Many years ago, I was driving a real clunker. Every time I put the key in the ignition, I crossed my fingers. The engine smelled like burning rubber, and I left a trail of oil everywhere I went. From the rust on the roof to the bald tires, that car was an eyesore and probably a safety hazard, but it was all I had.

The truth was I didn’t have the money to fix it—so I chose to “forget.” When random lights flashed on the dashboard—change oil, check engine, and who knows what—I ignored them all and hoped for the best.

I was bound for disaster—and one night it happened. Just before midnight, as I pulled into a gas station, smoke started pouring out from under the hood. Then I saw the flames. My car was on fire at the gas pump. Could anyplace be more lethal for a car to spontaneously combust?

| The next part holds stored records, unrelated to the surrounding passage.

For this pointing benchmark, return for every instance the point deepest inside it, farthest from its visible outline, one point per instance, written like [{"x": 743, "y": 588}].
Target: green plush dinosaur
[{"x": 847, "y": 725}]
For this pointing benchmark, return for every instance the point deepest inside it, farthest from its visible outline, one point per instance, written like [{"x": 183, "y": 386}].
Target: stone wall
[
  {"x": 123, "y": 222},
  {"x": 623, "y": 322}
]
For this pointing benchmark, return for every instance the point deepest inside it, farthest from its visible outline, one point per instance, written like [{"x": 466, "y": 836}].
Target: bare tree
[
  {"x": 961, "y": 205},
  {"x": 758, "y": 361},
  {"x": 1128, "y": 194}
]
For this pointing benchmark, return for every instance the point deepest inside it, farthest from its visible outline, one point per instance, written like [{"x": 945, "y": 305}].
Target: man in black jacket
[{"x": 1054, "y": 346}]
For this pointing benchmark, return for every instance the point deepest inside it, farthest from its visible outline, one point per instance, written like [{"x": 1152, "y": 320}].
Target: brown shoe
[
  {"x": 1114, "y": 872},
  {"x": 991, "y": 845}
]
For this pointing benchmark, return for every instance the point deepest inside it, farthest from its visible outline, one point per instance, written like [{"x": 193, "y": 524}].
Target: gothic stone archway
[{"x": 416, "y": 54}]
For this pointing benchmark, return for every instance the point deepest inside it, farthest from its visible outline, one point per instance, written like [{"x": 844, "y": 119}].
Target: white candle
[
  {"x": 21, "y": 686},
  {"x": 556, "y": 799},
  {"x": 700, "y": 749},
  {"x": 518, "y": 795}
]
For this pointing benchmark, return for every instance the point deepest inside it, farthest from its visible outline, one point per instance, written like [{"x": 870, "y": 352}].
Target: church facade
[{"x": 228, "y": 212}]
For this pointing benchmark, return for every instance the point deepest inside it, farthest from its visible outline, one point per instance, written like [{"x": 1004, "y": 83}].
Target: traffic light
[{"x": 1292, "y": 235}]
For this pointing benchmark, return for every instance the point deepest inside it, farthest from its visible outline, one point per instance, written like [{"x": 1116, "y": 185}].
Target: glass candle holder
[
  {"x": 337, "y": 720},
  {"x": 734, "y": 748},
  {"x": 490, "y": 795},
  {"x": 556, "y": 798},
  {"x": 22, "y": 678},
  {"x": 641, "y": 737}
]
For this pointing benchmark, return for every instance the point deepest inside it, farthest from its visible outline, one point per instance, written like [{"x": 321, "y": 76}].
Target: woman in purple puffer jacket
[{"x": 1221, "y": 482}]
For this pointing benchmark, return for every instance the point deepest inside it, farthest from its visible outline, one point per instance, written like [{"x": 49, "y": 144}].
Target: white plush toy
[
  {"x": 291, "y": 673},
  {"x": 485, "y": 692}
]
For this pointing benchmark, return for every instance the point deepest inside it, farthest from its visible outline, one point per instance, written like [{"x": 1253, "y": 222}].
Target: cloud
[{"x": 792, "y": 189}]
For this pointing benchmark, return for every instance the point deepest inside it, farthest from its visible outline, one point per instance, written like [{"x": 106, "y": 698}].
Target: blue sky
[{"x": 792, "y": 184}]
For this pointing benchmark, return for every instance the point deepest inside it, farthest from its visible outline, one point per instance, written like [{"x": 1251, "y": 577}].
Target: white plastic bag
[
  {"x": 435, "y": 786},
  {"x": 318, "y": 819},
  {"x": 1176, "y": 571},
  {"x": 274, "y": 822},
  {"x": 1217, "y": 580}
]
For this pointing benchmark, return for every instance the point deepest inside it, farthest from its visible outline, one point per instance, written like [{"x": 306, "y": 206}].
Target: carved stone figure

Luckily, the fire department showed up. The last time I saw that car, it was covered in foam. To this day, I remember these words from one of the firemen: “How on earth did this happen?”

Indeed, how does this happen for any of us? Instead of blocking out the flashing red lights, we need them to become our illumination.

Of course, we have to remember to continually show appreciation and say thank you. This is a priority we can never overlook. But there’s more to it.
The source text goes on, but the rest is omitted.